A few hours later, however, the patient again reported coldness and pain in his right foot, and no Doppler signal could be detected in the arteries of the foot. The patient was therefore operated on again to clear the arteries in the calf, resulting in the discovery of abundant thrombi.
Postoperatively, all symptoms in the lower extremities improved, but the patient's oxygen saturation was noticeably low with SpO2 of 94.5 % (reference range > 99 %). Blood gas analysis while the patient was receiving 3 L O2 via nasal catheter showed pH 7.47 (7.36−7.44), pCO2 4.5 kPa (4.5−6.1) and pO2 8.9 kPa (> 9.6). CT angiography of the thoracic aorta was performed, which revealed several pulmonary emboli in both lower lobes as well as ground-glass opacities typical of previous COVID-19 pneumonia (Figure 2). In addition, a 7 mm pendulating thrombus was seen in the distal aortic arch (Figure 3). Dalteparin was increased to 10 000 IU × 2, and the patient received non-invasive respiratory support in the intensive care unit.
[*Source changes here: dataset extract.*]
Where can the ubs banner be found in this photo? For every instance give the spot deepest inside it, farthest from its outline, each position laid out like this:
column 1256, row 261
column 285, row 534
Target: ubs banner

Echocardiography two days later revealed an apical thrombus 1 cm in diameter. Mild apical hypokinesia was observed, but contractility of the left ventricle was otherwise good. There was no evidence of cardiac arrhythmia or of a previous myocardial infarction. Haematological testing for possible antiphospholipid syndrome (including testing for lupus anticoagulant, anti-cardiolipin antibodies and beta-2 glycoprotein I antibodies) revealed no pathology that could explain the emboli. A normal platelet count was seen, along with slightly elevated fibrinogen at 5.3 g/L (1.9–4) and D-dimer at 14.8 mg/L (< 0.57), as would be expected with thrombosis. It was concluded that treatment with dalteparin 10 000 IU × 2 was sufficient, and that the patient should be followed up by a haematologist and eventually switched to a direct oral anticoagulant or warfarin. Nine days after admission, the patient was discharged in good health and able to walk normally. He was referred to the medical department at his local hospital for further follow up.
The patient has consented to the publication of this article. The article has been peer-reviewed.